As discussed in Chapter 2.6 of ‘Your Garden in Spain – From planning to planting and maintenance’ we see the process of deciding on plantings as ‘painting with plants’, the predominant colour of gardens being green ranging from bright yellow greens to more sombre, to blue greens.
When designing carpet mulches the plants close planted can be:
• All of the same type such as the circle of trailing purple lantana under our Bird of Paradise tree and a large bed of lavender.
• Mixes of different types for colour effects such       as our densely-planted rockery.
• A mix of plants that are in leaf and in flower at different times of the year.

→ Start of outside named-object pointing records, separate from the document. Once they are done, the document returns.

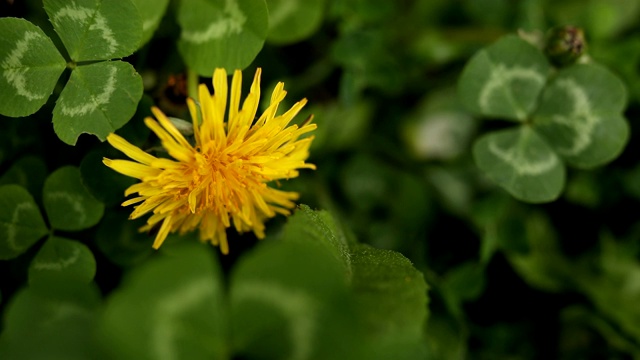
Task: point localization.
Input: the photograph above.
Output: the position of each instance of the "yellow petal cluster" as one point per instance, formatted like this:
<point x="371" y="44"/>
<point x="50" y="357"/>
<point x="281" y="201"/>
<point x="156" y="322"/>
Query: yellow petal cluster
<point x="222" y="177"/>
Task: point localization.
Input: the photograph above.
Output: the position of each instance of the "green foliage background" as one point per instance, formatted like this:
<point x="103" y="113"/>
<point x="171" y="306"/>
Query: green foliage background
<point x="417" y="241"/>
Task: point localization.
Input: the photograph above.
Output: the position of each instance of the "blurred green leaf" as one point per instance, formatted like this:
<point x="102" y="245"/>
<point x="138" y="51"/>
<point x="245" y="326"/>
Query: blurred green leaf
<point x="290" y="300"/>
<point x="151" y="12"/>
<point x="62" y="260"/>
<point x="465" y="282"/>
<point x="366" y="182"/>
<point x="488" y="12"/>
<point x="120" y="241"/>
<point x="227" y="34"/>
<point x="391" y="296"/>
<point x="28" y="172"/>
<point x="614" y="286"/>
<point x="68" y="204"/>
<point x="96" y="29"/>
<point x="340" y="127"/>
<point x="30" y="64"/>
<point x="318" y="227"/>
<point x="522" y="163"/>
<point x="622" y="57"/>
<point x="172" y="307"/>
<point x="98" y="99"/>
<point x="504" y="79"/>
<point x="580" y="115"/>
<point x="293" y="20"/>
<point x="544" y="266"/>
<point x="21" y="223"/>
<point x="54" y="323"/>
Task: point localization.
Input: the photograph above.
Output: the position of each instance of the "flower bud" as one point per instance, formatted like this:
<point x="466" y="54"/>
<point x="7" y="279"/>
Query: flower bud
<point x="565" y="45"/>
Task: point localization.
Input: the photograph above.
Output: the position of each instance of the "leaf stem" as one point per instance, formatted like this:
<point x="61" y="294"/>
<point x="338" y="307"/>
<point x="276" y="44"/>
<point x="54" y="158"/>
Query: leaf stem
<point x="192" y="84"/>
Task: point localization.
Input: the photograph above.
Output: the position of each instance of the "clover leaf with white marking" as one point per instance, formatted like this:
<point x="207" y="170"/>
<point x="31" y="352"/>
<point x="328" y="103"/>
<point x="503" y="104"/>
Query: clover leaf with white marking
<point x="69" y="206"/>
<point x="572" y="116"/>
<point x="21" y="223"/>
<point x="30" y="66"/>
<point x="221" y="33"/>
<point x="99" y="97"/>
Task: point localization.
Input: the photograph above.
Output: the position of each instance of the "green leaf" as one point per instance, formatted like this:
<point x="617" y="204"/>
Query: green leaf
<point x="543" y="266"/>
<point x="504" y="79"/>
<point x="522" y="163"/>
<point x="290" y="300"/>
<point x="171" y="307"/>
<point x="391" y="296"/>
<point x="120" y="241"/>
<point x="96" y="29"/>
<point x="62" y="260"/>
<point x="318" y="227"/>
<point x="30" y="65"/>
<point x="28" y="172"/>
<point x="98" y="99"/>
<point x="60" y="319"/>
<point x="221" y="33"/>
<point x="580" y="115"/>
<point x="151" y="12"/>
<point x="465" y="282"/>
<point x="293" y="20"/>
<point x="67" y="202"/>
<point x="21" y="223"/>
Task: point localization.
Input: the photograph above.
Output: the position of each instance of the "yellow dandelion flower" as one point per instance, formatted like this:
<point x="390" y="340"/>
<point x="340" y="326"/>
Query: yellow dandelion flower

For instance a mass of flowering spring bulbs under the bare pruned skeleton of branches of a lantana bush, which will be smothered when adjacent lantanas leaf up and intermingle to create a continuous summer ground cover.
• A mix of long-term survivors and sacrificial plants. For instance, where slow growing plants like low growing spreading junipers and the spreading variety of rosemary are to be the long- term ground cover, herbaceous sacrificial plants can be planted in the initial gaps  recognising that they will be smothered and die in time.
Carpet planting can also be used when growing vegetables such as lettuces in the open ground or on a growing table on an apartment terrace.
Interesting designs can be created by close planting a mix of the various green and red leafed varieties.